Do amor e outros olvidos… (1)

amorTenho um afilhado de dezoito anos que, por vezes, lê as minhas lucubrações tralísticas. Diz que é o seu santo sacrifício semanal, visto que, como o padrinho, deixou de ir à missa aos quinze. Como, obviamente, sente falta de admoestações, penitências e castigos (desde que não doam nem traumatizem, toda a gente os considera absolutamente fashion), o meu afilhado lá se senta uma vez por semana em frente do computador, autopunindo-se com o trala, nem ele mesmo sabe bem de quê. O certo é que, no outro dia, entre um golo de cerveja e outro do Benfica, me atirou à queima-roupa, com esta: “o padrinho devia era falar do amor lá no seu blogue.”

Ora, a dificuldade que um homem da minha idade sente em falar do amor não reside só na ignorância, mas no facto de, nesta matéria, se ter sido sábio um dia e se ter, depois, tudo esquecido.

Nada saber de um assunto nunca foi impeditivo de falar arrogantemente sobre ele. Isso acontece todos os dias e não parece provocar nenhum embaraço, quer a quem fala, quer a quem escuta. Porém, ter consciência de que um dia se dominou profundamente um assunto e sentir que agora pouco sobrou desse conhecimento está a ser para mim um empecilho intransponível. Esse impedimento habita mesmo no facto de essa consciência me avisar de quão parco ficou, com o tempo, o meu saber sobre matéria que sei tão densa, tão inominável.

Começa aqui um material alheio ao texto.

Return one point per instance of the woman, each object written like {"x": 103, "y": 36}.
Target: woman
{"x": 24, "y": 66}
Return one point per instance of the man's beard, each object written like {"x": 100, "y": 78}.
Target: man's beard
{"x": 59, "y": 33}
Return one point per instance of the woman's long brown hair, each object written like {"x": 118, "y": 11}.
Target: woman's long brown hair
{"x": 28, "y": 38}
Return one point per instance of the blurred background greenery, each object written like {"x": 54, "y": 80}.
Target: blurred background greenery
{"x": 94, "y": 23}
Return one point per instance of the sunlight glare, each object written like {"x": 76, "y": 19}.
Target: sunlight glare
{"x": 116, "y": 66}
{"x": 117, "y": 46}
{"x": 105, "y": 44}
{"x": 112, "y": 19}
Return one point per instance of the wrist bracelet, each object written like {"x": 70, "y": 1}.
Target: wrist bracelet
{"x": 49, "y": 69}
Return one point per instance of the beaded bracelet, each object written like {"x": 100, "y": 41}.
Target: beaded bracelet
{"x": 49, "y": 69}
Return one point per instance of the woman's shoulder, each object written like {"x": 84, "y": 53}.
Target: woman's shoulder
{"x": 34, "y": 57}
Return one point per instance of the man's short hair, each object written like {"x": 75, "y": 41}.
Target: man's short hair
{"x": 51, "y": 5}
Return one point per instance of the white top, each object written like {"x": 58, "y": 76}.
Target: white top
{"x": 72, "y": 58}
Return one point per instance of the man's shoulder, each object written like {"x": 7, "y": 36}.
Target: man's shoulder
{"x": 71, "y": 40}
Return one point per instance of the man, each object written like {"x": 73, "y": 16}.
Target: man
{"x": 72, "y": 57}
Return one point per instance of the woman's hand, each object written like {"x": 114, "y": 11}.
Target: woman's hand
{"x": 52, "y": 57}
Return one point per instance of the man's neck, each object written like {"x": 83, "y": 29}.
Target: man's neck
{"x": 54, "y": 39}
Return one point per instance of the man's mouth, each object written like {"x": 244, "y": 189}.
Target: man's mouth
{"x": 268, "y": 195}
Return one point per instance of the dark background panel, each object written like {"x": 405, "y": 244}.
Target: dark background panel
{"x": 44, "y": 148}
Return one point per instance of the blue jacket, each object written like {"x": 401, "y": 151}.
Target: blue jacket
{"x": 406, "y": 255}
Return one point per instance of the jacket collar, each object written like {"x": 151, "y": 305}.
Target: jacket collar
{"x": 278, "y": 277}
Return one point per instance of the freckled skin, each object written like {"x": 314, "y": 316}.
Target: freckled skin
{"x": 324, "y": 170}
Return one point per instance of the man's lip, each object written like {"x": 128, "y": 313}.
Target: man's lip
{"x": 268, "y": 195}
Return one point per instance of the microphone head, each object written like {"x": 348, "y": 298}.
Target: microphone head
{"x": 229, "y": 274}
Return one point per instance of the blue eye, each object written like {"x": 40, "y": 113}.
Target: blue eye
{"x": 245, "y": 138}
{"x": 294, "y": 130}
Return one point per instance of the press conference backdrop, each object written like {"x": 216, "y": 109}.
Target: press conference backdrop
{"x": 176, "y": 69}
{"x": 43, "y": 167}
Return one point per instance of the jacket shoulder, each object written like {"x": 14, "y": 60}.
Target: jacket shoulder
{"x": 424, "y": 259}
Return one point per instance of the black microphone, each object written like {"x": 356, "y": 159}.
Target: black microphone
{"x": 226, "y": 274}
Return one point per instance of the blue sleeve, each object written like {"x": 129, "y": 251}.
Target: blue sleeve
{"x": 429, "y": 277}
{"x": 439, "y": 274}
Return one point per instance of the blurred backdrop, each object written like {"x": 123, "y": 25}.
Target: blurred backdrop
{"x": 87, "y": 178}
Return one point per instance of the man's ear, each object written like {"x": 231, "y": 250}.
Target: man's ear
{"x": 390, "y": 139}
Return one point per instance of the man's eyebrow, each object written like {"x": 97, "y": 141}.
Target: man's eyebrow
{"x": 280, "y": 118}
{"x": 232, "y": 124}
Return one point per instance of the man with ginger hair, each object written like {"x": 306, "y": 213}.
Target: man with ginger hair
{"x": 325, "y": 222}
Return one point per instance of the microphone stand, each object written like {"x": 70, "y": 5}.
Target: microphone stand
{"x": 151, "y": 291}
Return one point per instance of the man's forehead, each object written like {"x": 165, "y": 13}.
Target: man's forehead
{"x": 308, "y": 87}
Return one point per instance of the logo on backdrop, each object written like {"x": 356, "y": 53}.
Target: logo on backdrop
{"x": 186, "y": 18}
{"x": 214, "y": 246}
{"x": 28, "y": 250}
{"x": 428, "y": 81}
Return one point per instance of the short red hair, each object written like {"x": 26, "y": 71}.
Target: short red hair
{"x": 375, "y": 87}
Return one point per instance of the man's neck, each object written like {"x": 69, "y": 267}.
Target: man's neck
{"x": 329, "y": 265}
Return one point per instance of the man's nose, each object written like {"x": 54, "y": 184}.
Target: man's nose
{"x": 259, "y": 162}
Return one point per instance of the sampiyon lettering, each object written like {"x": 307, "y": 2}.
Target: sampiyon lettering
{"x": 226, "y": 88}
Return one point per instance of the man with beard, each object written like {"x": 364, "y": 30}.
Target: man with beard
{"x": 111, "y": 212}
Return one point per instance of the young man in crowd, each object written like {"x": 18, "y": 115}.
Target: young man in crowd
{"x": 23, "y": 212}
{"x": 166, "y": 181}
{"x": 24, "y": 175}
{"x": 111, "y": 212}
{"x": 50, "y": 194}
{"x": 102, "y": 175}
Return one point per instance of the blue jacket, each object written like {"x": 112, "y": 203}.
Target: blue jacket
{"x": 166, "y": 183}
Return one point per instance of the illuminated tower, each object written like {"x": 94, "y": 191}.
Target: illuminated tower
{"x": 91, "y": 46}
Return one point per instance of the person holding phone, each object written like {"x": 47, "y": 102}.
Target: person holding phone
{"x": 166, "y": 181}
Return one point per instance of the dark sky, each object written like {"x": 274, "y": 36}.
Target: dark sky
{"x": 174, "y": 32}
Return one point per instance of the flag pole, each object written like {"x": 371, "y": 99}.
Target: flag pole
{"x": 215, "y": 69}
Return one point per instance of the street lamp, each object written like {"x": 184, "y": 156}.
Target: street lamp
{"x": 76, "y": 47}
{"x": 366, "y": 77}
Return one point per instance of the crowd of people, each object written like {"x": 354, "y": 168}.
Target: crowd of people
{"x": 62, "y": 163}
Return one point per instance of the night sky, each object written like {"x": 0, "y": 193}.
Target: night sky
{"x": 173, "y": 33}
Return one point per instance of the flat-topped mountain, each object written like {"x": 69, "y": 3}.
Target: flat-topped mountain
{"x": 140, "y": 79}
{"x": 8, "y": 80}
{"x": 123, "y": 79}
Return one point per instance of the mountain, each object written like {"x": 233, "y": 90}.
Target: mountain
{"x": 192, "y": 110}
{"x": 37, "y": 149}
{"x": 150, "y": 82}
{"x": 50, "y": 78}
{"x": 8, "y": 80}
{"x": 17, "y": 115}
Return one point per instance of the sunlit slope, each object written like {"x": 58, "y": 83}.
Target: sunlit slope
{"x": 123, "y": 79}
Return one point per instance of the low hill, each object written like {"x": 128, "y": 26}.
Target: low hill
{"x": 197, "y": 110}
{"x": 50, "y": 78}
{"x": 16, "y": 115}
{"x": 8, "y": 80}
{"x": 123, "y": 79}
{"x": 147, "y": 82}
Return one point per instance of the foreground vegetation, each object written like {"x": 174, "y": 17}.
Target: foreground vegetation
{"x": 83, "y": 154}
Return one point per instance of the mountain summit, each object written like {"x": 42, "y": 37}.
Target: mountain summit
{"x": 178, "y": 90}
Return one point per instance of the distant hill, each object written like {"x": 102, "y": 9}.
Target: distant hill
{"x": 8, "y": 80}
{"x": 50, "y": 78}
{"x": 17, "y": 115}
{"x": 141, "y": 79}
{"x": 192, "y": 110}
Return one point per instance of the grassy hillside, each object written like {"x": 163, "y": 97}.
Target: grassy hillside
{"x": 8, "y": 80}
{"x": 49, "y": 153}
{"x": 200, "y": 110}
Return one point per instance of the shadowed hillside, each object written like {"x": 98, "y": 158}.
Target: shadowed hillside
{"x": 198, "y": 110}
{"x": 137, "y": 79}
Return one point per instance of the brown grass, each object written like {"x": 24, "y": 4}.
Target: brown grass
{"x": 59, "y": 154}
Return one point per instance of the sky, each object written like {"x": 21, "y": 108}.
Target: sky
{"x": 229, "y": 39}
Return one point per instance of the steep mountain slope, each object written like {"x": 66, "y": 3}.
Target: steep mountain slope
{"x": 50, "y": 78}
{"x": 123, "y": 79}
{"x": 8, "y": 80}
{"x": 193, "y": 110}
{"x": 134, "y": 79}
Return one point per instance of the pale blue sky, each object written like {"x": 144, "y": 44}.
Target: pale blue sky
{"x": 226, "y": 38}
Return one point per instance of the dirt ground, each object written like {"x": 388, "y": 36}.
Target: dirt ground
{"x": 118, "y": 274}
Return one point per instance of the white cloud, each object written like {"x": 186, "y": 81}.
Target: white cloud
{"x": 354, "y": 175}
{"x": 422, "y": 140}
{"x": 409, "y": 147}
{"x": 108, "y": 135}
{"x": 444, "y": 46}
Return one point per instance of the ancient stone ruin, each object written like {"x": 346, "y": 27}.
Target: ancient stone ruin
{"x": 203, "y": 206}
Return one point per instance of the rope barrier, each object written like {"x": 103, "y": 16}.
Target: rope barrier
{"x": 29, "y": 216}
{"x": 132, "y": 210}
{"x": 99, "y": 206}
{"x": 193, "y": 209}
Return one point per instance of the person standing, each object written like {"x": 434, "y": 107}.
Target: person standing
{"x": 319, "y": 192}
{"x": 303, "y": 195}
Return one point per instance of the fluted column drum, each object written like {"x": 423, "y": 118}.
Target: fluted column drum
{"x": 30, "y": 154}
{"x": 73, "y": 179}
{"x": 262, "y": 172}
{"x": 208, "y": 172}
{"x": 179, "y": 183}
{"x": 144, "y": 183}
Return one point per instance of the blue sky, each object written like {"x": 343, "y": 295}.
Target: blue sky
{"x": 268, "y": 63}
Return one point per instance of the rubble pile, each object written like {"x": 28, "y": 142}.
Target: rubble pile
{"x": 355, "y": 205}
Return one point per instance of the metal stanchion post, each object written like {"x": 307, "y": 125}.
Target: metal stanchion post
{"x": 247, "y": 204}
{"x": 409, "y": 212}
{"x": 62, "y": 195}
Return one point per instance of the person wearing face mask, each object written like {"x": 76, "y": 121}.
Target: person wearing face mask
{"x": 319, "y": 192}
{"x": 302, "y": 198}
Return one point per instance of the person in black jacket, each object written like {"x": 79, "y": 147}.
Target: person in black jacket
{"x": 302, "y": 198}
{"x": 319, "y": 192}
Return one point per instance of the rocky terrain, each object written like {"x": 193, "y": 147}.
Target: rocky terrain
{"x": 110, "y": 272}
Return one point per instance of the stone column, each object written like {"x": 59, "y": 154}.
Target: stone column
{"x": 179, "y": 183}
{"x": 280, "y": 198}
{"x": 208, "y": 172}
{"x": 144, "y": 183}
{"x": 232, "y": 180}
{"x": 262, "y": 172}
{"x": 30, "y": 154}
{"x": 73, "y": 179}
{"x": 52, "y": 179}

Mesmo assim, concordei com o desafio. O meu inefável afilhado vai ter aqui um tratado sobre o amor, como nunca ninguém alguma vez escreveu. Mas não agora. Não hoje. Outro dia. Preciso de ganhar tempo, que diacho.

Entretanto, vai continuar a dar contas à sua consciência desportivo-licenciosa, sentando-se, à hora da missa, frente ao computador funesto, lendo contrariado o infame tralapraki…

Post 710   (Imagem daqui)

3 comentários:

Anónimo disse...

Brilhante... hehehehe. Que grande afilhado e que grande tio. Viva o Trala.
Faty

Anónimo disse...

Que delícia de afilhado! Fico a aguardar ansiosamente esse tratado sobre o amor! Marla

Anónimo disse...

Gostei muito da diferença entre a ignorância inata e aquela que se adquiriu pelo esquecimento do saber... São de facto, diferentes, embora o efeito pareça ser semelhante. Muito interessante.